PostgreSQL 18で変わったGIN周りと、GINを選ばない判断
PostgreSQL 18では、GIN索引を並列で作成できるようになりました(Tomas Vondra、Matthias van de Meent)。GINの構築はB-treeより時間がかかる部類なので、大きなテーブルの初期構築やREINDEXの所要時間に直接効きます。ワーカーを増やしたいときに触るのは max_parallel_maintenance_workers ですが、並列ワーカーは maintenance_work_mem のうち1プロセスあたり32MB以上の取り分を必要とするため、メモリ側も一緒に上げないと要求どおりのワーカー数になりません。加えてamcheckに gin_index_check() が追加され、GIN索引の整合性をSQLから検査できるようになりました。障害調査で「索引が壊れているのか統計が古いだけなのか」を切り分けたい場面で使えます。なお2026年9月4日時点の現行版は18.6(2026年8月13日リリース)で、19系はベータ段階です。
-- 索引定義とサイズの確認
SELECT indexdef FROM pg_indexes WHERE indexname = 'idx_body';
SELECT pg_size_pretty(pg_relation_size('idx_body'));
-- PostgreSQL 18で追加されたGIN索引の整合性検査
CREATE EXTENSION IF NOT EXISTS amcheck;
SELECT gin_index_check('idx_body');
逆に、GINを選ぶべきでない条件もはっきりしています。第一に、等価比較や範囲検索しか使わない列です。この用途はB-treeのほうが速く、Index Only Scanも一意制約も使えます。pg_trgmのマニュアル自身、等価演算子については通常のB-tree索引ほど効率的でない場合があると断っています。第二に、更新が絶え間なく走るうえに応答時間のばらつきも許されない列です。fastupdateをONにすれば検索がペンディングリストの走査で遅くなり、OFFにすれば書き込みが重くなるという交換条件からは逃げられません。第三に、検索スコア順の並べ替えを索引側で解決したい場合です。GINは順序付き出力を返せないため、ランキング用途では拡張のRUM(postgrespro/rum)やGiSTを検討することになります。
よくある質問
GINインデックスとは何の略で、どう呼びますか?
Generalized Inverted Index(汎用転置インデックス)の略です。マニュアルの65.4節に定義があり、複合的な値の中の要素を検索するケース向けに設計された索引だと説明されています。公式に定められたカタカナ表記はなく、日本語の文書でも英字のままGINと書かれるのが通例です。
GINインデックスが使われているかはどう確認しますか?
EXPLAINで実行計画を見ます。GINが使われていれば Bitmap Index Scan on 索引名 と、その上位に Bitmap Heap Scan が現れます。Index Scan や Index Only Scan と表示されることはGINでは起こりません。
jsonb_ops と jsonb_path_ops はどちらを選ぶべきですか?
キー存在演算子(?、?|、?&)を使うなら既定の jsonb_ops しか選べません。
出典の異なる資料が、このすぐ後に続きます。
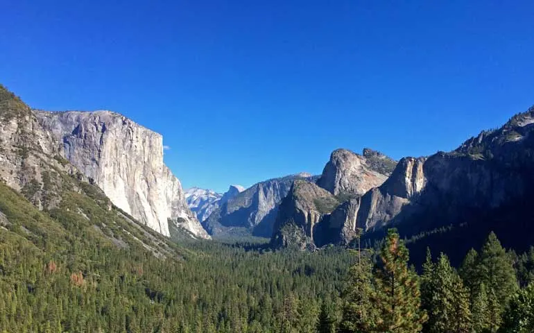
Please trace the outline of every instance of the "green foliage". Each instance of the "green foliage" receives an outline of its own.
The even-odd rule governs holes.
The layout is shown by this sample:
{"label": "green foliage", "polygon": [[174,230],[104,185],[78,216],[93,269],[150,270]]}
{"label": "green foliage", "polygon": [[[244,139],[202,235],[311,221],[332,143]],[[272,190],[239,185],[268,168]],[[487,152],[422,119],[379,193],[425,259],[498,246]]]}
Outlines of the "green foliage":
{"label": "green foliage", "polygon": [[0,332],[311,332],[353,262],[336,248],[177,246],[87,187],[94,198],[66,191],[47,213],[0,184]]}
{"label": "green foliage", "polygon": [[531,333],[534,332],[534,284],[514,295],[503,316],[499,332]]}
{"label": "green foliage", "polygon": [[330,214],[339,205],[339,201],[334,196],[315,198],[313,203],[318,212],[321,214]]}
{"label": "green foliage", "polygon": [[381,266],[372,296],[379,321],[374,332],[420,332],[427,316],[420,309],[418,277],[408,267],[409,255],[395,230],[390,229],[380,251]]}
{"label": "green foliage", "polygon": [[517,289],[517,278],[510,256],[493,232],[482,248],[476,270],[479,280],[493,290],[497,301],[506,305]]}
{"label": "green foliage", "polygon": [[471,332],[469,291],[447,255],[427,260],[422,278],[422,307],[429,317],[424,332]]}
{"label": "green foliage", "polygon": [[341,332],[364,332],[375,330],[380,320],[372,303],[374,292],[372,265],[368,255],[359,255],[357,264],[351,267],[344,290]]}
{"label": "green foliage", "polygon": [[333,317],[332,312],[333,311],[329,308],[326,302],[322,302],[319,318],[317,320],[317,333],[335,333],[336,319]]}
検索が包含(@>)やjsonpath(@?、@@)に限られるなら jsonb_path_ops のほうが対応演算子は少ない代わりに性能が良いとマニュアルは述べています。
GINインデックスでUNIQUE制約は作れますか?
作れません。CREATE INDEXのマニュアルに「一意索引をサポートするのは現状B-treeのみ」と書かれています。一意性が必要な列は別途B-treeの一意索引を張ってください。
GINインデックスの更新が遅いときは何から見ますか?
まず fastupdate の状態とペンディングリストの溜まり方です。gin_pending_list_limit(既定4MB)を超えた更新は前景でクリーンアップを走らせるため、その1回だけ突出して遅くなります。autovacuumを効かせて背景で整理させるか、応答時間を優先するなら fastupdate をOFFにして gin_clean_pending_list() で明示的に整理します。